In the above embodiment, the bolt is made of a shape memory alloy, but both the bolt and the nut may be made of a shape memory alloy. Furthermore, it is also applied to fasteners such as screws and clips that expand and absorb the load when an external force is applied. It may also be formed from a memory alloy.

Effects As is clear from the above explanation, the fastener according to this invention uses a shape memory alloy to form the fastener, sets the operating atmosphere temperature to be within the pseudoelastic range, and When the fastener is used to fasten the fastened material, if an external force is applied to the fastened material and the fastener is deformed, the fastener is deformed within the limit that can be recovered by pseudo-elastic force. Since the movement of the material to be fastened is regulated, the fastener returns to its original shape due to pseudo-elastic force after the external force is removed, and the fastening ability is completely maintained. Moreover, since the fastener itself completely recovers its shape, it has the effect of improving durability.

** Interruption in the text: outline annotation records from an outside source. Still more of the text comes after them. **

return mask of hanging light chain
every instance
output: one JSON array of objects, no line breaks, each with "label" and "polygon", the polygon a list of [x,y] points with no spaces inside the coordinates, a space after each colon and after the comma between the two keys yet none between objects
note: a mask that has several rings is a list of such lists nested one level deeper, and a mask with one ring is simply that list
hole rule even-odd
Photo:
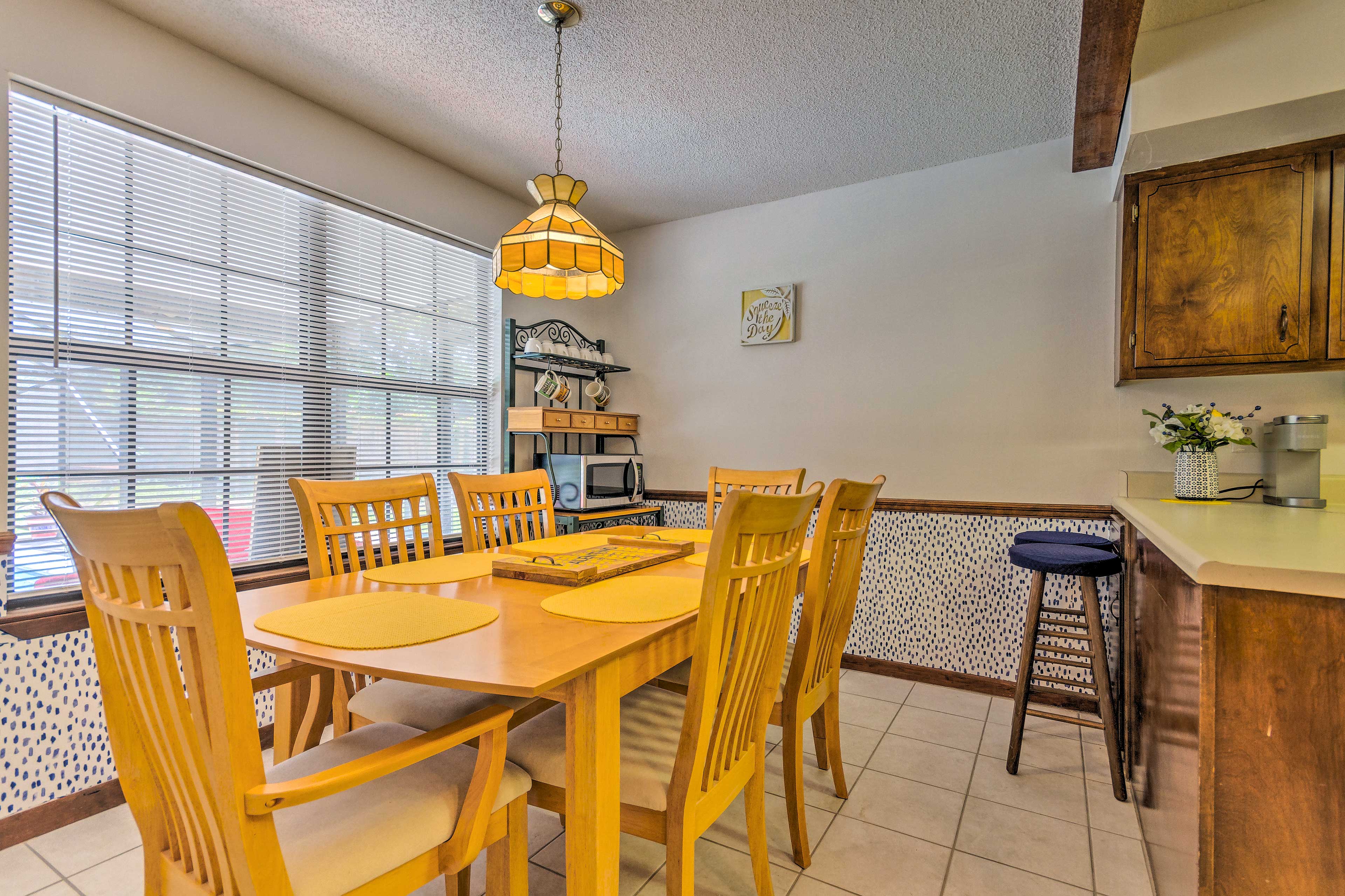
[{"label": "hanging light chain", "polygon": [[561,23],[555,23],[555,174],[561,165]]}]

[Brief explanation of the drawing]

Figures 1A and B are sectional views showing a state of fastening using a conventional fastener, and Figures 2A, B, and C are sectional views of the fastener according to this invention. Cross-sectional view C when external force is applied is a cross-sectional view when external force is unloaded, and Figure 3 shows the stress of the conventional bolt and the bolt of this invention.
FIG. 3 is a diagram showing strain relationships. 5... Bolt, 6... Nut, 7, 8... Plate to be tightened.

Claims (1)

[Scope of Claim for Utility Model Registration] A fastener that is used by being inserted into a mounting hole drilled in a plate to be fastened, in which the bolt 5 constituting the fastener is made of a one-way or two-way shape memory alloy, and , insert the bolt 5 into the mounting hole of the plate to be tightened and tighten the nut 6.
In order to stop the deformation of the bolt 5 caused by an external force after the bolt 5 is screwed into the plate and fastened, the movement of the plate to be tightened is stopped so that it does not exceed the range that can be recovered by pseudoelasticity. A fastener characterized in that the bolt 5 returns to its original tightened state due to the pseudoelasticity of the bolt 5 after the load is removed.